The first JLI course, Jewish Mysticism, was piloted in 15 Chabad centers in 1999, says Brooklyn, N.Y.-based director Rabbi Efraim Mintz. Each year, the program added 15 or 20 new cities, growing slowly until last year, when it mushroomed by 40 new cities.
“Everyone teaches the very same thing the same week,” Mintz says. “If you’re in California and fly to Cleveland or Melbourne, you can pick it up there.”
Indeed, Fajnland says he recently got a call from a woman taking the class in Miami. She was coming to Northern Virginia for a family visit and wanted to be sure to put the Fairfax class on her schedule.
Rabbi Mendel Bluming, who teaches the Potomac class, notes that one of his students was out in California and hooked up with a class there.
“It sort of makes the entire Jewish people one family,” Bluming says.
Annandale’s Karyn Selko has taken several JLI courses — “I’ve even gotten non-Jews to go” — and says she’s attracted both to the subject matter and to Fajnland as an educator. “He’s a phenomenal teacher. He has a story for everything, sometimes two or three. … It’s a different way of looking at the world, which talks to me,” says Selko, a member of the Conservative Olam Tikvah in Fairfax.
Each year, JLI offers three six- to eight-week courses: one on basic Judaism, one on kabbalah and one dealing with a contemporary issue. Each is written by one or more authors, reviewed by the institute’s editorial board and taught as a pilot course before adoption.
In line with Chabad’s general philosophy, the classes focus on spiritual nourishment rather than pure intellectual study. The texts and classroom discussion are at a high academic level, but JLI’s rabbi-teachers stress that they’re also trying to provide students with Jewish tools that will inform their daily decisions.
“What’s special about these classes is that no one feels too intimidated to come,” says Bluming.
One of his students, David Kanstoroom, 37, of Potomac, echoes that. Chabad offers classes as part of outreach to Jews who want to learn more about Judaism, the lawyer says.
“Rabbi Bluming reached out to me and inspired me to be more observant,” says Kanstoroom, a member of the Conservative B’nai Tzedek Congregation in Potomac.
Linda Bailin signed up for her first JLI course in Philadelphia “to understand myself better.” At age 54, she says, “you start to search for meaning. I have a lot of feelings inside myself, they’re there because I’m Jewish, and I want to understand them.”
Like many new JLI students, Bailin grew up with little Jewish background. Now she says she brings what she learns home with her. In her case, that means lighting Shabbat candles and “trying not to do anything on Shabbat.”
Last year, she dragged her 22-year-old daughter to a JLI class, and now the daughter is going on a Birthright Israel trip. JLI has “changed my whole outlook on life,” Bailin said.

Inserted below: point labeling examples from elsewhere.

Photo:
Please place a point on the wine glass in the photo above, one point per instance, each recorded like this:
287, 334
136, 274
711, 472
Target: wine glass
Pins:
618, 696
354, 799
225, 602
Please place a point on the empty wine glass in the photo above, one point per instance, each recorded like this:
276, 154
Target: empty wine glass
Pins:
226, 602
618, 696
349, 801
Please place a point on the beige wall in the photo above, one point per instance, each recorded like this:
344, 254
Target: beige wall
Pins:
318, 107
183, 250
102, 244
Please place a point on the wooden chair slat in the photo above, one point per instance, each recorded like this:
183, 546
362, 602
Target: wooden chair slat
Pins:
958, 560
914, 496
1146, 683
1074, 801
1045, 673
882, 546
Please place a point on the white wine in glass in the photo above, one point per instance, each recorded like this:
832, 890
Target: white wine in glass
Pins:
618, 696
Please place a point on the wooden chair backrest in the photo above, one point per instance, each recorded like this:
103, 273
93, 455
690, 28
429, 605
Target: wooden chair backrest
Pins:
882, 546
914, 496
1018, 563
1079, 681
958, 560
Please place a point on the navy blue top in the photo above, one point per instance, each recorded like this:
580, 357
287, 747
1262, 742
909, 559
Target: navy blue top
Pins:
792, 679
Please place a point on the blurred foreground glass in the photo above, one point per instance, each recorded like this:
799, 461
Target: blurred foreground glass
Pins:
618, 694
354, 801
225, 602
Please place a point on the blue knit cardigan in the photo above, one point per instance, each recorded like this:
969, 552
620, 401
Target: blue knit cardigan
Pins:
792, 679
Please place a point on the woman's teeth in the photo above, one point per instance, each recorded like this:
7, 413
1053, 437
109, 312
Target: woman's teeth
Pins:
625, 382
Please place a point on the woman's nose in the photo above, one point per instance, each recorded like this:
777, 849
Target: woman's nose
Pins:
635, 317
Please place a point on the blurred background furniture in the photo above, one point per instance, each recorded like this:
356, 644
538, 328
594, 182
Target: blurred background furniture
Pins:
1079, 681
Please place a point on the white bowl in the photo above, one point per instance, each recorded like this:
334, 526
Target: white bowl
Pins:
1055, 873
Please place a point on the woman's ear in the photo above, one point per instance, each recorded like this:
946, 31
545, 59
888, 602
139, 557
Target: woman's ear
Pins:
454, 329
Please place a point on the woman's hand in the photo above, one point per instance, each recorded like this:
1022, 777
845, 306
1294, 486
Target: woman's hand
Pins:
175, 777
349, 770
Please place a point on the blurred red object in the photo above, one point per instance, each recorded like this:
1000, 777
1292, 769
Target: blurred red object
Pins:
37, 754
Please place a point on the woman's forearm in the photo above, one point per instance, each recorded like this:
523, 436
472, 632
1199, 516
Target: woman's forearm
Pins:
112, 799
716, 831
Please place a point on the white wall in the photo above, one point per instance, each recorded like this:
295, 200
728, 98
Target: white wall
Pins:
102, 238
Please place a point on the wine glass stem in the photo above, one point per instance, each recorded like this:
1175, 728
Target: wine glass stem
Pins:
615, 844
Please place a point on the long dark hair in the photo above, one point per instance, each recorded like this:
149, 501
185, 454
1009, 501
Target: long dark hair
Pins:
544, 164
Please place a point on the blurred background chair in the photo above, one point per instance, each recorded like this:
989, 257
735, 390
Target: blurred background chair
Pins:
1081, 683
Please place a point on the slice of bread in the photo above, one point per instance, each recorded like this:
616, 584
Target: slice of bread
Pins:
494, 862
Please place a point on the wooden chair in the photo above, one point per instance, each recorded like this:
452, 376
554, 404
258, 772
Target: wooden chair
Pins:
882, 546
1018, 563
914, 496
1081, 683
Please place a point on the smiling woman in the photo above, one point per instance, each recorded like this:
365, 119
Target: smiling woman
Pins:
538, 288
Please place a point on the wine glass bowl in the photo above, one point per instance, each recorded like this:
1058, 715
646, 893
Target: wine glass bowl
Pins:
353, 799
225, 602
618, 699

That’s where JLI differs from Me’ah, the two-year adult education program run by Boston’s Hebrew College. Me’ah’s curriculum covers Jewish history and Bible in chronological order and is designed mainly for adults who have a broad Jewish education and want to “fill in the gaps,” administrative director Raylea Pemstein says.
Those who come to Me’ah “say things like, ‘my children are in day school and I don’t always have answers to their questions,’ or ‘my children are out of the house and I want to do something for myself now,’ ” Pemstein says.
The classes are taught by professors, whereas JLI is taught by rabbis.
“There are people who come to Me’ah looking for that spiritual piece, but we advertise it as an academic course,” she says.
JLI started out much like Me’ah, says Chana Silberstein, Chabad emissary to Cornell University in Ithaca, N.Y., and a member of JLI’s stable of authors. It developed a more spiritual focus because of student demand, she says.
To Selko, a marketing professional with Verizon, the spiritual focus is part of the attraction.
While Chabad takes a literal view of the Bible, she doesn’t. But, she says, “I can take way from it a spiritual sense.”
Sue Fishkoff writes for JTA News and Features; Debra Rubin is WJW editor.